Out of sight - out of mind.

In the years that followed the lodging of the Littlewood Treaty at the National Archives, members of the Littlewood family who were visiting Wellington decided to go and view the long-held family heirloom, but were disappointed not to find it on display. One family member, who inquired after the document to Archives’ staff, was told that they had ‘never received any such item into their collection’.

This initiated a direct approach by John Littlewood, who had become very concerned about both the safety and public accessibility of the historic document. He had been given assurances when he deposited the Littlewood Treaty that it would be professionally analysed and later displayed for public scrutiny. Although it had been on display, briefly, for a few weeks or months after it was first deposited in 1992, it then disappeared completely, never to be seen again for almost a decade.

On the 21st of September 2000, an increasingly concerned John Littlewood went to the National Archives and inquired after the document. Historian, Dr. Hank Driessen, as well as Jonathan London, Head of Preservation Services, couldn’t, initially, locate it, but the old sheet was finally found the next day and John Littlewood was photographed holding it. At the time, he was promised a copy of the photo when it was developed, but it was never sent. He was also told that the Littlewood Treaty would go on display in the Constitution room after paper restoration work was completed.

It’s difficult to know how much further restoration work was necessary, as most seems to have been completed in 1989 by the Auckland Institute & Museum personnel. Some additional removal of the defacing cellophane-tape marks on the paper folds appears to have been undertaken within Preservation Services at the National Archives, Wellington. All preservation work, however, seems to have been completed shortly after the National Archives first acquired the document.

Over a year later, in 2001, when it was reported to John that the document was still not on display, he wrote his concerns in a letter to Dr. Hank Driessen on October 8th, 2001. When no response was forthcoming, John Littlewood went to M.P. George Hawkins on the 5th of November 2001 to lodge a complaint and to express his concerns about the safety and public availability of the document. The Hon. George Hawkins, subsequently, conveyed John’s complaint to the Member of Parliament who held the portfolio for Archives, the Hon. Marion Hobbs. She wrote back to the Hon. George Hawkins on the 12th of December 2001 to assure him that the Littlewood Treaty document had, finally and belatedly, been put on display in the Constitution Room of the National Archives.
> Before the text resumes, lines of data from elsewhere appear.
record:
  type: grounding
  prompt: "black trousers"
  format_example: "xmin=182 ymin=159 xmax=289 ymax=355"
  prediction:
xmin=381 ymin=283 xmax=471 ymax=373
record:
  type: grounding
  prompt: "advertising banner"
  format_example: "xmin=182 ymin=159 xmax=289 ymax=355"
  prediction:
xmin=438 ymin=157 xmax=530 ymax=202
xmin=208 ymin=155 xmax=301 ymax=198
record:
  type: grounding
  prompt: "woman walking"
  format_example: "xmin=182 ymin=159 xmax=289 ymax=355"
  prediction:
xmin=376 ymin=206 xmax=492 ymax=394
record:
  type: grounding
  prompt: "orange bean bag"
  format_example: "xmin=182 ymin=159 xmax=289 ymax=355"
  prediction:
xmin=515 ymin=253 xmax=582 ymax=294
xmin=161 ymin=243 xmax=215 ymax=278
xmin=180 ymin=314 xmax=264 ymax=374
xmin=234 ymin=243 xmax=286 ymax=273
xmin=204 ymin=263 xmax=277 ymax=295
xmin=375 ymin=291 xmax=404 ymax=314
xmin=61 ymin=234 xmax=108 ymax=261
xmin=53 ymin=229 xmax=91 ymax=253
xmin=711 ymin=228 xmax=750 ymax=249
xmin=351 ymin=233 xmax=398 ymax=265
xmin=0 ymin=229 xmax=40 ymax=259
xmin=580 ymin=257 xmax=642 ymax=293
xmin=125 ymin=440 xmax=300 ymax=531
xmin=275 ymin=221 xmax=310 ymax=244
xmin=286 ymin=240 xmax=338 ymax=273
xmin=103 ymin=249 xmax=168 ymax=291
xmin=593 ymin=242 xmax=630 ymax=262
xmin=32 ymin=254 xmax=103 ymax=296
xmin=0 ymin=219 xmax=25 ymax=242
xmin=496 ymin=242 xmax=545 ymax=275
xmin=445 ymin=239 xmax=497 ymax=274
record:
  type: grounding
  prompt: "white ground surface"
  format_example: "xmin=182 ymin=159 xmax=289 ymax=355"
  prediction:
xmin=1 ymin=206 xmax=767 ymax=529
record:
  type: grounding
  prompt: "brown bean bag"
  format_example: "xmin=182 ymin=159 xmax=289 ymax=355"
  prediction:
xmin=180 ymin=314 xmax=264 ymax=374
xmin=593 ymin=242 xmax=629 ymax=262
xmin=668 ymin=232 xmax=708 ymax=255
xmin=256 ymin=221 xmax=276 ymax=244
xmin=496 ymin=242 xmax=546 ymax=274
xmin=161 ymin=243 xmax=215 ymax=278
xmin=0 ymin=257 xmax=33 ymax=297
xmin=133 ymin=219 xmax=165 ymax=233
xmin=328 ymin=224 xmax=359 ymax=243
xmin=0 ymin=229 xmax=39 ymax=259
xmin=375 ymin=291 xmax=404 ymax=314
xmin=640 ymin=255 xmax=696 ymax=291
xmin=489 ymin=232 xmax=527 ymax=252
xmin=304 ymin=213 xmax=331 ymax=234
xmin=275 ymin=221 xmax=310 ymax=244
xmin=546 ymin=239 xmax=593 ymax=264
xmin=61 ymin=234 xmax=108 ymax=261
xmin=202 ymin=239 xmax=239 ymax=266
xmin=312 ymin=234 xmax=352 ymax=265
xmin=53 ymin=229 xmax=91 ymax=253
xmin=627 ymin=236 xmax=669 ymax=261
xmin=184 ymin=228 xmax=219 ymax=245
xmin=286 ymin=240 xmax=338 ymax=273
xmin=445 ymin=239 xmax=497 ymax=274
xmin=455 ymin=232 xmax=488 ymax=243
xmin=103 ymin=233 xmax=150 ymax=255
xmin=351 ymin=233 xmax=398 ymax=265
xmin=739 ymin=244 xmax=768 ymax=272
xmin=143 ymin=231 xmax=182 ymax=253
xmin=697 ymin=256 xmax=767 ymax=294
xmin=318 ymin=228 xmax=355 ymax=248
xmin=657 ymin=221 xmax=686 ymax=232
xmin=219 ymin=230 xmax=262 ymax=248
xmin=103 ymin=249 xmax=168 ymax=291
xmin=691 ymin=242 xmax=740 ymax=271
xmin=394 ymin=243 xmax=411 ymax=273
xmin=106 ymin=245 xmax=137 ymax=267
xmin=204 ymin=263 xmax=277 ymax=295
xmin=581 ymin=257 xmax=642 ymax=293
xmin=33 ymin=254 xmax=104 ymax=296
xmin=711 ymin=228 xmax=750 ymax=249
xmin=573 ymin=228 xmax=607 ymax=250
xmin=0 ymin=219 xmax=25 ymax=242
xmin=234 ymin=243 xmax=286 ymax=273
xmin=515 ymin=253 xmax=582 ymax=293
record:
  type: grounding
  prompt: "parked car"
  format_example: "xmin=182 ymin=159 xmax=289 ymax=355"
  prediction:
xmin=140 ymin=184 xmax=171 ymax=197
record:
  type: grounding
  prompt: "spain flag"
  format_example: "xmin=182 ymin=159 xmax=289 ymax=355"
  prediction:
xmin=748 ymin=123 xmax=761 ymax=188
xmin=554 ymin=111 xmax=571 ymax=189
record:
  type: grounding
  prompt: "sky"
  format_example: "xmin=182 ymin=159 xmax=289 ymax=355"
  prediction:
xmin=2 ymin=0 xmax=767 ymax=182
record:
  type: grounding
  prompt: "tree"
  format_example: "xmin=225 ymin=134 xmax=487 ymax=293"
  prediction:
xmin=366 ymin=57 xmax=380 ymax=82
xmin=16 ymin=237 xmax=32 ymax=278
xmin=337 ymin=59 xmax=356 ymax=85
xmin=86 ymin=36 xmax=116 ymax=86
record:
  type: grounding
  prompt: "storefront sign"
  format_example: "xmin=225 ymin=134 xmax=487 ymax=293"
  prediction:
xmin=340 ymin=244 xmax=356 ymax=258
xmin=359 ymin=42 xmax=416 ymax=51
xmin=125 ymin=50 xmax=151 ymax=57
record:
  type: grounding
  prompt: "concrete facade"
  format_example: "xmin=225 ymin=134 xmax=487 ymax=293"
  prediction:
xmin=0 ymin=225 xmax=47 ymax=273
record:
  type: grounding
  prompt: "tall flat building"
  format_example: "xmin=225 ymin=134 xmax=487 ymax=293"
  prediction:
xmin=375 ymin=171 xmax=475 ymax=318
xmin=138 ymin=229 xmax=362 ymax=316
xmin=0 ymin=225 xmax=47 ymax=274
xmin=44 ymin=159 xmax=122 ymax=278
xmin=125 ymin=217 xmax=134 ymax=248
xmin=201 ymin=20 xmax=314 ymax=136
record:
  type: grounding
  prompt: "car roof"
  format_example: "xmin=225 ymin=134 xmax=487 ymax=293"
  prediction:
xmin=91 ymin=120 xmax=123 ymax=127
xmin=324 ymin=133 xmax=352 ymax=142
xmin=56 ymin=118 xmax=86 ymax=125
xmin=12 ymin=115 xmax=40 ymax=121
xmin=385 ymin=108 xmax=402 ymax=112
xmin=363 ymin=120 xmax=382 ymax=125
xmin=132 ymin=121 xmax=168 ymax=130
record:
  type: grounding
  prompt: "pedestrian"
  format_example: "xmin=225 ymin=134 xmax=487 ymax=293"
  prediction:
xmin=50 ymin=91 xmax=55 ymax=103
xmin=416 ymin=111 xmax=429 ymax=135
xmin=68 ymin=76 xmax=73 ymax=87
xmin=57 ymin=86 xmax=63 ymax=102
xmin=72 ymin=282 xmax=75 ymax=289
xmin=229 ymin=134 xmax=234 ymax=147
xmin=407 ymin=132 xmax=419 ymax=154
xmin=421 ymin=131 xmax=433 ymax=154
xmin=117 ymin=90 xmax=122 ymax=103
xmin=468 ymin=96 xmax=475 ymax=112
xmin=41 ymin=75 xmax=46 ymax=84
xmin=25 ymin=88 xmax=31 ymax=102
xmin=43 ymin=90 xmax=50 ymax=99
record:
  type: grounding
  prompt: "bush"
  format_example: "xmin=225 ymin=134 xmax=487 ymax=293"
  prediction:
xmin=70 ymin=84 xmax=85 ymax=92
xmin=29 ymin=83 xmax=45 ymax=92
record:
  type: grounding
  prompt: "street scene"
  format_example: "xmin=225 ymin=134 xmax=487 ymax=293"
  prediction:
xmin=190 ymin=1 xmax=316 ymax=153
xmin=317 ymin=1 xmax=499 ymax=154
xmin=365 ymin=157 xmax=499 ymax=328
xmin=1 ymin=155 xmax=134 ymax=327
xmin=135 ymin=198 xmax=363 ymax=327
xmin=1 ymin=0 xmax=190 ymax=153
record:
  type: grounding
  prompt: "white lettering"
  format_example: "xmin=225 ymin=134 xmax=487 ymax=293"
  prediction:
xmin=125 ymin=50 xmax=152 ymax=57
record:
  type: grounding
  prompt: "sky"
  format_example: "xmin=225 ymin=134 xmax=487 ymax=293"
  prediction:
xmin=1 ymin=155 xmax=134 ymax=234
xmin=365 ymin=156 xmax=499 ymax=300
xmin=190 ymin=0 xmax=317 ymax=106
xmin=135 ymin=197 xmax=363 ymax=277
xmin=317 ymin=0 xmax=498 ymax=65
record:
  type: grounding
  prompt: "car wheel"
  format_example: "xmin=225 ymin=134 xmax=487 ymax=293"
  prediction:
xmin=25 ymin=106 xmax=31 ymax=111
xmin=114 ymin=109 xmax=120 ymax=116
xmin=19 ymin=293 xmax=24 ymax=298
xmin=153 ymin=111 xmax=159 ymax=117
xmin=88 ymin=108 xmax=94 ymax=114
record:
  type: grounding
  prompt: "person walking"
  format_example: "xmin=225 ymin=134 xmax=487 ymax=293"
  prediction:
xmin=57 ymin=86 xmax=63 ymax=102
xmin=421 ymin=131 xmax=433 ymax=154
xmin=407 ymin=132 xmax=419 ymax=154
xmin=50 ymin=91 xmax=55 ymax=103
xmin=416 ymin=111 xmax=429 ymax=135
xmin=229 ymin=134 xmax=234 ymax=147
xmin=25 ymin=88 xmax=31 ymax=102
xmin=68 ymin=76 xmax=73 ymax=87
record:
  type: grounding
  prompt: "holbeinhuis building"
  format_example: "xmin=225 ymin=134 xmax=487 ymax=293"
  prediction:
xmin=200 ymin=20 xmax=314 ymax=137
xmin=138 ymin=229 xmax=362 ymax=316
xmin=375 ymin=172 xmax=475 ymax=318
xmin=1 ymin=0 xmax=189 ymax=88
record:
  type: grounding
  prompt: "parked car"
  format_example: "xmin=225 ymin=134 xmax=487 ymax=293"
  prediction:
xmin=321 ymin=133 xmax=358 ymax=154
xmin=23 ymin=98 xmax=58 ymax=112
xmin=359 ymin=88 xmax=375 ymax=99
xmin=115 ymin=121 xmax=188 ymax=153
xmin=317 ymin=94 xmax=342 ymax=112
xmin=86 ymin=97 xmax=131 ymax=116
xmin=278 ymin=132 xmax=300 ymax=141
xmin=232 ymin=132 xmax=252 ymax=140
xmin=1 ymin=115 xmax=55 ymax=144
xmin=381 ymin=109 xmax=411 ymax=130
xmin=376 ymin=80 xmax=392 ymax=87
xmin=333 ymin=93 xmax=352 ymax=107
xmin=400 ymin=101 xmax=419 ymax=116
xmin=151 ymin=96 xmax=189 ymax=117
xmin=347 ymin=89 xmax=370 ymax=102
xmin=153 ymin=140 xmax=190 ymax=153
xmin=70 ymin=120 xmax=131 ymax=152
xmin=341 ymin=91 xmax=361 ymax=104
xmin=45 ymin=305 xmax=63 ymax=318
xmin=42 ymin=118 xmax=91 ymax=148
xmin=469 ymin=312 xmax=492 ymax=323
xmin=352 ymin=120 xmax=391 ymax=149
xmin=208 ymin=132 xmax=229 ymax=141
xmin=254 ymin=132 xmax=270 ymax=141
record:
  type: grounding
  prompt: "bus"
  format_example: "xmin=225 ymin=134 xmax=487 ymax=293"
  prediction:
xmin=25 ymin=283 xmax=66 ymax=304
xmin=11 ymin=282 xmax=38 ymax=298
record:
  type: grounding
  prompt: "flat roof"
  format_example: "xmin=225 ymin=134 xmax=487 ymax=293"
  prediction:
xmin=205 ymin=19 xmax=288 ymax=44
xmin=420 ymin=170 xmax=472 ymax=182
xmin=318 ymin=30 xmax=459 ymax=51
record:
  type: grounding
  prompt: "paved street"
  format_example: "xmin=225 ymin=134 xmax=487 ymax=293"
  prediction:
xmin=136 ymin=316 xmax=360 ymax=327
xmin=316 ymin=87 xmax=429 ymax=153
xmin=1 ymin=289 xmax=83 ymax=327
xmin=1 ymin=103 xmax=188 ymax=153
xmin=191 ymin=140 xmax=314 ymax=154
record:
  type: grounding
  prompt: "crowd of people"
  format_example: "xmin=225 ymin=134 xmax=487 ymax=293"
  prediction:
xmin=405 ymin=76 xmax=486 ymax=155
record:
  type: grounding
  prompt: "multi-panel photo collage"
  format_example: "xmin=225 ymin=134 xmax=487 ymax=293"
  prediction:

Adding insult to injury, only the front page of the Littlewood Treaty sheet, to this very day, can be viewed by the public, although it would be a very simple matter to display a photographic facsimile of the second page and there is ample room in the glass case to do so. Treaty document researchers are, as a consequence, unable to see that the old sheet bears the date of the 4th of February 1840 and, therefore, had been written before there was any Maori version of the Treaty of Waitangi in existence. This all-important date also meant that a final English draft had been written one day after the officially accepted and much promoted draft wording of the 3rd of February 1840.

Moreover, researchers are unable to read the very important text of Article II, which says:

‘The Queen of England confirms and guarantees to the chiefs and the tribes and to all the people of New Zealand, the possession of their lands, dwellings and all their property’.

The public are, in addition, not informed that the Littlewood Treaty, on display before their eyes, was, in the year 2000, identified by Dr. Phil Parkinson to be in the handwriting of British Resident, James Busby.